Par contre, une fois le jeu fini, il faut foncer sur les autres modes de jeu, qui consistent à faire des parcours chronométrés. On entre donc dans une logique de scoring et d'optimisation, chose que je n'aime pas toujours mais qui ici m'a scotché à mon écran durant de longues heures. Le fait de réussir un parcours sans jamais s'arrêter et en faisant des gestes quasi parfaits, à la fraction de seconde près, m'amenait au bord de l'extase. C'est un mélange de fierté et d'ivresse due à la vitesse atteinte durant tout le niveau.
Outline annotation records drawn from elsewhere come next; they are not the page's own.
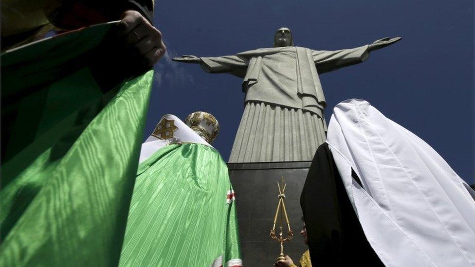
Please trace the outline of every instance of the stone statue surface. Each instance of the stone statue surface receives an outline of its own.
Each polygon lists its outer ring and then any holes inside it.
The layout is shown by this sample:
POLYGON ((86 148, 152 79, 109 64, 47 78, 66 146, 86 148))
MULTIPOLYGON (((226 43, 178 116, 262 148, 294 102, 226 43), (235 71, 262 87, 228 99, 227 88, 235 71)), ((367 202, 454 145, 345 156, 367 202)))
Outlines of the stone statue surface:
POLYGON ((365 60, 369 53, 401 39, 334 51, 294 46, 287 28, 276 32, 274 47, 233 55, 183 55, 173 60, 199 64, 205 71, 243 78, 246 93, 230 162, 311 160, 325 140, 325 98, 319 74, 365 60))

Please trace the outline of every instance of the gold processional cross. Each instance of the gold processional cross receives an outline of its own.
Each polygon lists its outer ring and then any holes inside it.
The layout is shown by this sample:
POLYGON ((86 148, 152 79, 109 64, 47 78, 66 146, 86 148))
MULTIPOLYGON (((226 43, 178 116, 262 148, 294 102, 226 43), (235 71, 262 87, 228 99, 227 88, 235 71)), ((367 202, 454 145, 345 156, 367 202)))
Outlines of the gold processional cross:
POLYGON ((279 182, 277 182, 277 186, 279 188, 279 204, 277 205, 277 210, 275 211, 275 215, 274 216, 274 223, 270 233, 271 237, 273 239, 280 242, 280 254, 279 255, 279 257, 277 258, 276 261, 277 262, 285 260, 285 256, 284 255, 284 242, 290 241, 293 236, 293 232, 290 229, 290 223, 289 222, 289 217, 287 216, 287 211, 285 209, 285 203, 284 202, 284 199, 285 198, 285 195, 284 193, 285 192, 285 187, 287 186, 287 184, 284 183, 283 177, 282 177, 281 179, 281 184, 279 184, 279 182), (279 211, 280 214, 280 224, 279 226, 280 233, 278 237, 277 237, 275 235, 275 224, 277 223, 277 217, 279 215, 279 211), (282 232, 283 229, 282 225, 283 222, 283 216, 285 217, 285 221, 287 223, 287 228, 289 229, 287 231, 287 237, 285 238, 282 232))

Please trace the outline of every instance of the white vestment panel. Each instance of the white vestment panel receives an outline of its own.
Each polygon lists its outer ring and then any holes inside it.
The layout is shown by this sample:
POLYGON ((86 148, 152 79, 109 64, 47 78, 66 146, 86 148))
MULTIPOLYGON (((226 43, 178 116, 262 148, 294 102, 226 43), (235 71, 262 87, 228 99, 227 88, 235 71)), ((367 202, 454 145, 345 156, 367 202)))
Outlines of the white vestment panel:
POLYGON ((357 99, 335 107, 327 142, 386 266, 475 266, 473 191, 430 146, 357 99))

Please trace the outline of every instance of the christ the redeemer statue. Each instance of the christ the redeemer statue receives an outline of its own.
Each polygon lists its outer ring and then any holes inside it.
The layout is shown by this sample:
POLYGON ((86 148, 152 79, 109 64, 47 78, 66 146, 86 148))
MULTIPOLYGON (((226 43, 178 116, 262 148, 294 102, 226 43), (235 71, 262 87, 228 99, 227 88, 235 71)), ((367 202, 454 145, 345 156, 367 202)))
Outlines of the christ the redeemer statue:
POLYGON ((275 33, 274 47, 234 55, 174 60, 198 63, 206 72, 244 78, 244 114, 230 162, 311 160, 326 139, 325 98, 319 73, 362 62, 369 52, 401 37, 384 38, 356 48, 336 51, 293 46, 289 29, 275 33))

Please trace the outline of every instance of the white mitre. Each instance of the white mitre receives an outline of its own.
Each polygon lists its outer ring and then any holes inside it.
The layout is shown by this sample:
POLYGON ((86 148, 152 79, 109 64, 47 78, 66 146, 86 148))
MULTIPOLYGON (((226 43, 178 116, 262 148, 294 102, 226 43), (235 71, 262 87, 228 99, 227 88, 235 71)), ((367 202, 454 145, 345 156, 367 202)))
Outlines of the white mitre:
POLYGON ((210 143, 214 140, 219 132, 219 124, 213 115, 198 111, 188 115, 185 121, 188 122, 193 129, 174 115, 167 114, 162 117, 153 132, 142 144, 139 163, 170 143, 192 142, 213 147, 210 143), (212 118, 216 123, 214 126, 209 127, 209 125, 212 124, 208 124, 206 122, 212 118), (202 122, 204 122, 201 123, 202 122), (208 142, 205 139, 208 139, 210 137, 211 139, 208 142))

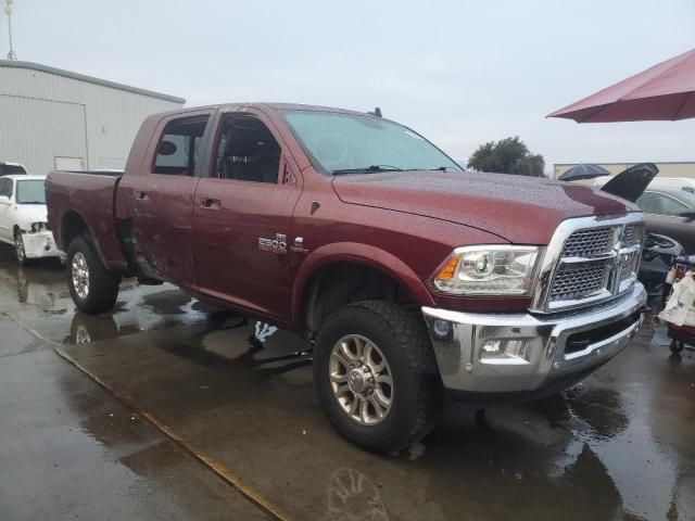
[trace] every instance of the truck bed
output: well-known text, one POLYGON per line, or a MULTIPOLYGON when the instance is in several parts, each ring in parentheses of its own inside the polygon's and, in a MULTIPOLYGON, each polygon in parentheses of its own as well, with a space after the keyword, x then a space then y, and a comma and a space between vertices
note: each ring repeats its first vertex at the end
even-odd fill
POLYGON ((48 223, 58 247, 65 251, 66 237, 80 226, 96 242, 102 262, 111 269, 125 269, 115 220, 119 171, 52 171, 46 179, 48 223))

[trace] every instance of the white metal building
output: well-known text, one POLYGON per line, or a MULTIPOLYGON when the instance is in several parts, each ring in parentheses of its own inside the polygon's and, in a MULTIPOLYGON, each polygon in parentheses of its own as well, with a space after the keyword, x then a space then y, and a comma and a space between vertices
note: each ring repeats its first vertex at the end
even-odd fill
POLYGON ((0 161, 31 174, 123 168, 146 116, 186 100, 29 62, 0 60, 0 161))

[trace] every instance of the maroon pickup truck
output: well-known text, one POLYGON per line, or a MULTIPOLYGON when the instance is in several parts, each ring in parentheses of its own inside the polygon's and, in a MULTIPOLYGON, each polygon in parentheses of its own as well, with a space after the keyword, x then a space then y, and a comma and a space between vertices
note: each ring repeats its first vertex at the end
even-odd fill
POLYGON ((78 308, 108 312, 137 277, 300 332, 326 414, 371 450, 426 435, 445 390, 484 402, 572 385, 642 323, 636 206, 464 171, 377 115, 153 115, 123 176, 54 171, 47 200, 78 308))

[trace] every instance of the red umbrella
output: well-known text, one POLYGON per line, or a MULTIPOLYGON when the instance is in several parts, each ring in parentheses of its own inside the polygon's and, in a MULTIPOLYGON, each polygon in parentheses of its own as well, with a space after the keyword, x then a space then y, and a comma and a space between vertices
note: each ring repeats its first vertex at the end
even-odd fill
POLYGON ((695 117, 695 49, 661 62, 546 117, 577 123, 695 117))

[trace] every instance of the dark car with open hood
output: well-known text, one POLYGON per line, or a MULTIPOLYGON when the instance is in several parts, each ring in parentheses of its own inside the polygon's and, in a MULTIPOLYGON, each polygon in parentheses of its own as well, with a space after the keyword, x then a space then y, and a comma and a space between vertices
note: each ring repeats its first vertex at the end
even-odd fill
POLYGON ((148 117, 122 176, 54 171, 49 224, 77 307, 123 277, 303 334, 349 440, 425 436, 445 391, 558 392, 637 332, 640 208, 548 179, 464 171, 379 114, 223 104, 148 117))

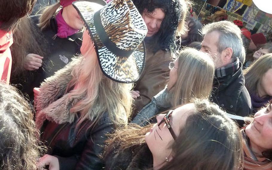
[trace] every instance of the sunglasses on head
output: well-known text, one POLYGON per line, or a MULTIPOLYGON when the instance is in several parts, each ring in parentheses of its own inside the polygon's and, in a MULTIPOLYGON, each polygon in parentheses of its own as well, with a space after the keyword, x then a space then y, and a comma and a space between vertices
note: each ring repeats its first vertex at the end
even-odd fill
POLYGON ((169 131, 170 132, 170 133, 171 133, 171 135, 173 137, 173 138, 174 138, 174 139, 176 140, 176 139, 177 139, 177 136, 175 134, 175 133, 174 132, 174 130, 172 128, 172 127, 171 127, 171 125, 170 125, 170 119, 171 118, 172 116, 172 113, 173 111, 173 110, 170 110, 168 113, 164 116, 162 119, 161 121, 161 122, 158 124, 158 127, 159 127, 159 128, 161 129, 161 128, 160 128, 160 126, 162 125, 164 122, 165 122, 166 124, 166 126, 167 127, 167 128, 168 128, 168 130, 169 130, 169 131))

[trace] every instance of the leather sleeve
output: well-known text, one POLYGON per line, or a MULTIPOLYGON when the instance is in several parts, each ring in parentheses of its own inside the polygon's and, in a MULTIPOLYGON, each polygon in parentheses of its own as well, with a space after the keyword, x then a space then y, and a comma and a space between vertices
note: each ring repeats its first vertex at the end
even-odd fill
POLYGON ((169 78, 169 64, 173 61, 172 59, 168 58, 145 68, 146 71, 136 83, 135 89, 140 91, 140 96, 135 101, 135 110, 132 118, 150 102, 153 96, 164 88, 169 78))
POLYGON ((161 91, 153 98, 149 103, 139 112, 131 122, 141 126, 146 126, 150 119, 157 115, 161 109, 164 110, 171 107, 171 105, 168 99, 169 94, 166 88, 161 91))
POLYGON ((85 145, 80 160, 77 164, 76 170, 101 169, 105 163, 101 157, 103 151, 106 135, 114 128, 109 121, 98 124, 93 130, 91 137, 85 145))

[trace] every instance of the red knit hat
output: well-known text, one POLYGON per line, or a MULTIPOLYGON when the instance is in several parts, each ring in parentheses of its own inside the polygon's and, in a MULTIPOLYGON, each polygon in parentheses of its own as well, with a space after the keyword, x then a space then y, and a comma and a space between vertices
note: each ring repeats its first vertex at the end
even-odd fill
POLYGON ((256 46, 266 43, 266 39, 263 34, 262 33, 253 34, 250 37, 253 43, 256 46))
POLYGON ((250 40, 251 33, 247 29, 247 28, 242 28, 241 29, 241 32, 246 37, 250 40))

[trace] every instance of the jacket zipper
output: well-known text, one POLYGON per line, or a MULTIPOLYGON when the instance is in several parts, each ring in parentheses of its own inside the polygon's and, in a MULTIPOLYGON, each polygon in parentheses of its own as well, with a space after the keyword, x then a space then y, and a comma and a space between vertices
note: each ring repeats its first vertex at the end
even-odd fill
POLYGON ((57 133, 56 133, 56 134, 55 134, 55 135, 54 135, 54 136, 53 136, 53 137, 52 138, 52 139, 51 139, 51 141, 50 141, 50 143, 49 143, 49 145, 48 145, 48 146, 50 146, 50 145, 51 145, 51 143, 52 143, 52 142, 54 140, 54 139, 55 139, 55 138, 56 138, 56 136, 57 136, 57 135, 58 135, 59 134, 59 132, 61 130, 62 130, 62 129, 64 127, 64 126, 65 126, 65 125, 66 125, 66 123, 65 123, 65 124, 64 125, 62 126, 62 127, 61 128, 58 130, 58 131, 57 132, 57 133))

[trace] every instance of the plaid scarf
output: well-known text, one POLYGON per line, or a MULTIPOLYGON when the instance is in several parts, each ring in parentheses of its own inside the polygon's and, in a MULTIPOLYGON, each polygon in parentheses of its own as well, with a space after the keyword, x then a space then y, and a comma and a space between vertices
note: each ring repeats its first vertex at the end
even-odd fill
POLYGON ((215 77, 220 78, 231 75, 239 69, 239 59, 236 58, 235 61, 233 63, 226 66, 217 69, 215 70, 215 77))
POLYGON ((241 130, 244 139, 244 169, 246 170, 271 170, 272 162, 264 157, 256 157, 249 147, 249 140, 245 133, 244 127, 241 130))

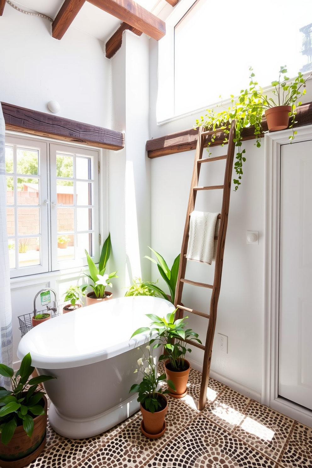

Je dirais que le mode Histoire tient presque plus d'un grand mode d'entraînement, l'intérêt du jeu étant dans ces défis. La presse, qui a critiqué la faible durée de vie du jeu, s'est ici plantée. Ce n'est pas un jeu d'aventures, c'est un jeu de course.
Sinon j'ai commencé
Alpha Protocol. J'ai fait les premières missions en Arabie Saoudite. Graphismes pas top et gameplay approximatif (je crois que je vais y aller à la bourrin, vu que l'infiltration est un peu coriace - et on m'a dit que les boss étaient très durs à battre avec un profil d'espion), mais le jeu a un vrai charme, une vraie personnalité. Le système de dialogues sous la pression du temps est vraiment excellent. Non seulement ceux ci sont bien écrits mais semblent directement influencer l'intrigue. Et puis j'aime déambuler dans mon confortable loft, avec la parfaite tenue de connard de la CIA envoyé à l'étranger (chemise bleue aux manches retroussées, barbe, lunettes de soleil, air hautain), pour écrire des mails où je taille mon coéquipier ou je drague une photojournaliste qui ressemble à une actrice porno, juste avant d'aller effectuer un massacre "de reconnaissance". Ya bon.